Sen. William S. Cohen (R-Maine), a poet by avocation, observed the other day that spying is a "wilderness of mirrors," a business built on "many layers and levels of deceit."
Therefore, he concluded, it is probable that we will never find the consolation that "truth" might bring to the strange affair of Vitaly Yurchenko, a defector from the Soviet KGB who returned to the motherland yesterday, loudly proclaiming that he had been tortured by a crazed Vietnam veteran named "Charlie" during three months in custody of the Central Intelligence Agency.
One piece of the elusive "truth" Cohen and his colleagues on the Senate Select Committee on Intelligence would choose to possess is whether the Yurchenko episode had any large meaning at all. Did he bring to the CIA -- or take from it -- anything of value? Or is the incident no more than another testament to the Andy Warhol theory that in the contemporary world everyone is destined to be famous for 15 minutes?
Early on, according to Sen. Malcom Wallop (R-Wyo.), the CIA informed the Senate committee that Yurchenko was "a big fish . . . a juicy morsel." The State Department in October described him as the deputy director of the KGB's North American spying apparatus. Others referred to him as the "No. 5 man" in the KGB hierarchy, the "most important KGB defector" of all time.
The adjectives are provocative but not illuminating. The central question is: What did this "big fish," this "deputy director," do in the intelligence bureaucracy of the Soviet Union? What did he know?
At a news conference Monday, Yurchenko called himself a "security officer" but gave no job description. On Wednesday, anonymous CIA officers downgraded his importance. He had a rank comparable to colonel, they said, functioned primarily as an administrator who handled paper but not spies, and may not have had any active role in the management of Soviet espionage networks in the United States. President Reagan said the information he provided the CIA was nothing "new or sensational." Others described his revelations as "chickenfeed."
That is the trouble with the world of "deceit" Cohen described, especially in the twilight wars intelligence agencies wage against each other. Deceptions are so much a part of the game that both the players and their confessions are forever tainted.
U.S. intelligence analysts, more than 20 years after the event, are still debating whether Yuri Nosenko -- who left the Soviet Union soon after the assassination of John F. Kennedy with the news that Lee Harvey Oswald had no connection to any official Soviet agency despite spending a year in Russia -- was a genuine defector or a "mole."

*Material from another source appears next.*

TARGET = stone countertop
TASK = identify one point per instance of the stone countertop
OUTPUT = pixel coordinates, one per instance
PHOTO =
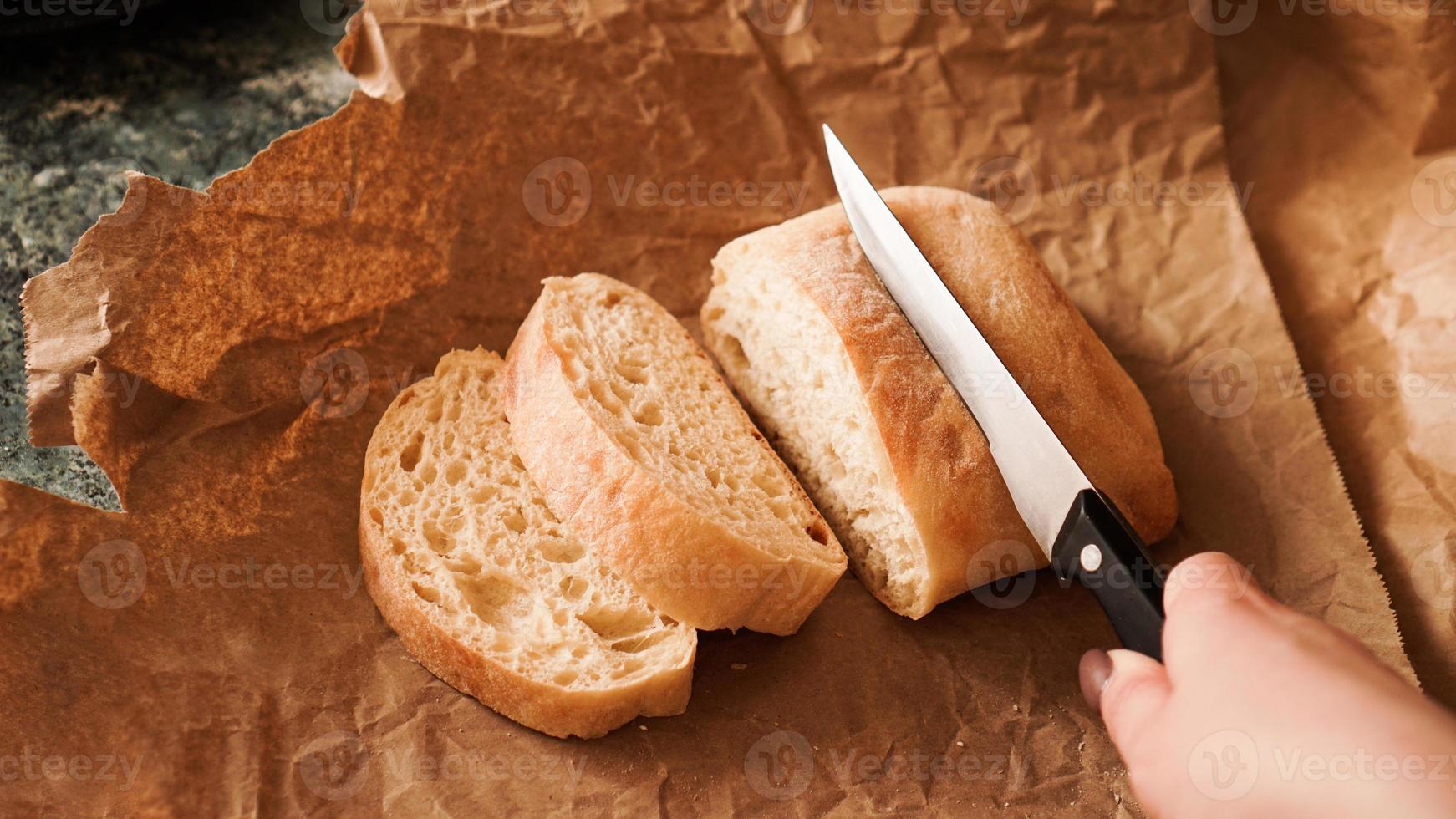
(184, 92)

Yurchenko, in theory, could have delivered to the CIA and the FBI the names of Soviet agents and informers in the United States and Canada. He could have, in theory, shed light on the types of information the KGB covets on this continent and the methods it uses to acquire it. This could have eased the U.S. counterintelligence burden, saved the government a great deal of time and money and forced the Soviet Union into the painful process of building new espionage networks.
He might have possessed, in other words, valuable intramural information: spy secrets. There has been no suggestion, however, that he knew much of anything else. He would have had no blueprints for a new weapons system, no minutes of Politburo meetings, no details of arms negotiating positions.

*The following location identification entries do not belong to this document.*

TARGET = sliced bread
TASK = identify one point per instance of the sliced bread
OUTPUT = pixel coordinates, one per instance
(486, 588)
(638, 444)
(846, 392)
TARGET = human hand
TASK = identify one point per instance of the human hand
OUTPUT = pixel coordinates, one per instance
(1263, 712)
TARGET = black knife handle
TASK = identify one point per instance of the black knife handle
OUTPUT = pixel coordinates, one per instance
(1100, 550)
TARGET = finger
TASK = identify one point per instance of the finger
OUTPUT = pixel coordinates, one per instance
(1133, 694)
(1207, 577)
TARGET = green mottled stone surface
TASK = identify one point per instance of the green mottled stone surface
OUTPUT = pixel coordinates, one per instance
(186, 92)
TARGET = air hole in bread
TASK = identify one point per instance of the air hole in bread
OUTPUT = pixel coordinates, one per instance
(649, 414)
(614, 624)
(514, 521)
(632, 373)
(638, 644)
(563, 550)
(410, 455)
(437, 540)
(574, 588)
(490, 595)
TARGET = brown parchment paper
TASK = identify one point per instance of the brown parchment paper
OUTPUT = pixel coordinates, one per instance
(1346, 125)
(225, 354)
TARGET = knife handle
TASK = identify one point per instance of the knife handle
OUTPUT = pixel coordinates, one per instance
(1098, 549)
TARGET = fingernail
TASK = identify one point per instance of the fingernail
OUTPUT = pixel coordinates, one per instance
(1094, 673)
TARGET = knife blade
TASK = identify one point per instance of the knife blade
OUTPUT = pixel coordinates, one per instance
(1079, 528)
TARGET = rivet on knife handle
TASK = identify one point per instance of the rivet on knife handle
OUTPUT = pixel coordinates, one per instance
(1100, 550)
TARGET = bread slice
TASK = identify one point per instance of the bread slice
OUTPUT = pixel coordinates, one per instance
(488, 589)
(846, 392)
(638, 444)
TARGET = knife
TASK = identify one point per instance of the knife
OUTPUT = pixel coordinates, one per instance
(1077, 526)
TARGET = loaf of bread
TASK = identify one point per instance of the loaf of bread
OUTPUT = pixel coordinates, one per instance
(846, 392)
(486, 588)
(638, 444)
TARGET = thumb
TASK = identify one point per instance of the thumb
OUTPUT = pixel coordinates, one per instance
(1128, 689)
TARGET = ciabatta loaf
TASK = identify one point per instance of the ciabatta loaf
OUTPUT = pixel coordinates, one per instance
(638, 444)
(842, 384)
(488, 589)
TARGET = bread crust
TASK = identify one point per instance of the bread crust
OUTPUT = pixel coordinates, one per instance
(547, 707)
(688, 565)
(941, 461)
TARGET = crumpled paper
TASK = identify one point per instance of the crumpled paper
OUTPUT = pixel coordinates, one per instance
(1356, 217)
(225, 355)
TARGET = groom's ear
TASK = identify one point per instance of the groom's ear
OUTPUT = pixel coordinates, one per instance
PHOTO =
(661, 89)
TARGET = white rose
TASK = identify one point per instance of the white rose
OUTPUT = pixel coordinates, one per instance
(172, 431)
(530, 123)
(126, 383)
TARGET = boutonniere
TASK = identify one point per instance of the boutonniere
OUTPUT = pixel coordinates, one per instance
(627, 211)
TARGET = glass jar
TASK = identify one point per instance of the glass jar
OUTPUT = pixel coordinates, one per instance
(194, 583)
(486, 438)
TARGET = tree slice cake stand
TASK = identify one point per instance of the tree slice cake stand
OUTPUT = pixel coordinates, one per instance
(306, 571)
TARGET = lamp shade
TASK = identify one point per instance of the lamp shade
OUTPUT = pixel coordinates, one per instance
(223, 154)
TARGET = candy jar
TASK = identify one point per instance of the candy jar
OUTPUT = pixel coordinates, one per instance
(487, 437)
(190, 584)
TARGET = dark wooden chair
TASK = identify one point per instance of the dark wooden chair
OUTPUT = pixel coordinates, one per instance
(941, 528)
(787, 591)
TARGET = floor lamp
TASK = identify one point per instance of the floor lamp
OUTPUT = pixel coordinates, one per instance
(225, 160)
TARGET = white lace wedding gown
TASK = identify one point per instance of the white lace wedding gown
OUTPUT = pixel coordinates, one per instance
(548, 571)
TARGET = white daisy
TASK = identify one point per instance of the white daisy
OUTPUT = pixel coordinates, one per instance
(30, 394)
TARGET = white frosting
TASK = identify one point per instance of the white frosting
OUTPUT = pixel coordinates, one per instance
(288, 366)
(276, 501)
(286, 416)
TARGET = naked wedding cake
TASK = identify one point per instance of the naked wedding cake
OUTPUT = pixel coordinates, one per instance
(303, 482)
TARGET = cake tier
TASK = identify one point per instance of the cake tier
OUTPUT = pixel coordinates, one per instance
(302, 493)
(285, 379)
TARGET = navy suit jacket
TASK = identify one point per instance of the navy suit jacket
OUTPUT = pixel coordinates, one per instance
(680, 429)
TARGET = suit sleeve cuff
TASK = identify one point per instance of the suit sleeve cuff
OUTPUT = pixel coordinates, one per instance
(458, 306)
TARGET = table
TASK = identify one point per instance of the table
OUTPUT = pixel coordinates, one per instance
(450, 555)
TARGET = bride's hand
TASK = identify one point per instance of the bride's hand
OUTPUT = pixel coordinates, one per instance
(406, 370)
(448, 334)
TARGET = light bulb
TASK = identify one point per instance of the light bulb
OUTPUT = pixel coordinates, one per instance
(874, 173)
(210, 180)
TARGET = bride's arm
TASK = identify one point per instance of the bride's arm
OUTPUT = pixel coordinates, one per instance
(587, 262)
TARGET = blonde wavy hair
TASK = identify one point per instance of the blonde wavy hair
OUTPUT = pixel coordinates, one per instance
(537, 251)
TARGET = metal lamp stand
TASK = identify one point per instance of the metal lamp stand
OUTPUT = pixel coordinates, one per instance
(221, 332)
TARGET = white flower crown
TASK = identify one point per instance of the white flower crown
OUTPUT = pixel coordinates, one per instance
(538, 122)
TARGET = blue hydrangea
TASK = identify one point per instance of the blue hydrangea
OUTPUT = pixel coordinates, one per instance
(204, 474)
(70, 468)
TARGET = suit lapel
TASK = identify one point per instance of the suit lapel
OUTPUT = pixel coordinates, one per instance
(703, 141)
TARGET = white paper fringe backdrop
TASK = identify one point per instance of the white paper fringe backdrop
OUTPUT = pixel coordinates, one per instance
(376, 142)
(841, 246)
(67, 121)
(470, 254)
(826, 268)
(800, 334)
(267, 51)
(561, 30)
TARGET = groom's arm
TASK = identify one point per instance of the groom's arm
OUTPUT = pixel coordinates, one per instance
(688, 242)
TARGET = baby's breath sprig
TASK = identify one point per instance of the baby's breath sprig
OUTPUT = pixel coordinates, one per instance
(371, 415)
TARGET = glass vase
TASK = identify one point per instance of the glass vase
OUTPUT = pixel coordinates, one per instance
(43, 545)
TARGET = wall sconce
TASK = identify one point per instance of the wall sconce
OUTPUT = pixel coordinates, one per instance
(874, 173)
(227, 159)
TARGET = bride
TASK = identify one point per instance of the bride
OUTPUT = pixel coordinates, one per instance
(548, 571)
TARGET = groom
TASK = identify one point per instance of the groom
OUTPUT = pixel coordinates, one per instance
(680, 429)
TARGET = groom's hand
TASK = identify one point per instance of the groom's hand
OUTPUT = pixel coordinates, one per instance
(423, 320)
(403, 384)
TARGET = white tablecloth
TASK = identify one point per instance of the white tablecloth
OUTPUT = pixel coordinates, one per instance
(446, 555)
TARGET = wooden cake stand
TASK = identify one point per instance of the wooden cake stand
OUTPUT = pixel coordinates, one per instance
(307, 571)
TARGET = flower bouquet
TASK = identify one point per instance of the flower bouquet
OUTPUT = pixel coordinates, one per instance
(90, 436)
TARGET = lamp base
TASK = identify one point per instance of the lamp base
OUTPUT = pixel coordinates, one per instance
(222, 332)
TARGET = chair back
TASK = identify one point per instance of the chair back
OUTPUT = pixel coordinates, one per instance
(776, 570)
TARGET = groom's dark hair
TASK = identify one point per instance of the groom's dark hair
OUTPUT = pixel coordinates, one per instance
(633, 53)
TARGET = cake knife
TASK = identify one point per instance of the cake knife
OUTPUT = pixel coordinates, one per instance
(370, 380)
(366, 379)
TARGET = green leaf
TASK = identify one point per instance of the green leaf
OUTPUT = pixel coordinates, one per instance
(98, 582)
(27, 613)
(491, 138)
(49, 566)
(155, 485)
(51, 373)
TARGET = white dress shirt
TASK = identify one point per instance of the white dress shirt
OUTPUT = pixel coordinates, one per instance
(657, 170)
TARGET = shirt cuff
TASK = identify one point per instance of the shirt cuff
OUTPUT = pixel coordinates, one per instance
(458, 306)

How much information Yurchenko provided is something not yet in the public domain. "Chickenfeed," his detractors are saying with CIA encouragement. But that in itself could be another deceptive ploy in the intelligence game.
The harm caused to U.S. interests by the Yurchenko affair is as difficult to assess as Yurchenko himself. It left the CIA, as one of its officials said, with egg on its face, "probably the whole carton." In other words, it was a public relations fiasco. There are other concerns in the Senate.
Wallop is worried about what Yurchenko might have learned from his handlers. He is worried that Yurchenko may have "guided our presummit thinking . . . by diverting and misinforming" the CIA. He is worried about weaknesses in the agency's counterintelligence section and about the CIA's tolerant attitude, expressed, he said, by a CIA official who thought "searching for a mole is more disruptive to the agency than the mole."
Cohen is fearful that the Yurchenko case and the publicity surrounding it may discourage other defectors from dealing with an "inept" agency: "If he was a plant, we were inept in dealing with him. If he was a real defector, we were inept in dealing with him." And that, among other things, is damaging to the agency's morale.
These intangible wounds may constitute the biggest harm from the Yurchenko case. No one argues that it was a "disaster" or "catastrophe." No heads are likely to roll, in Cohen's view, and CIA Director William J. Casey will suffer no "long-term damage." The spy and counterspy bureaucracies will get on with their trade in the "wilderness of mirrors" and perhaps encounter Vitaly Yurchenko again some day.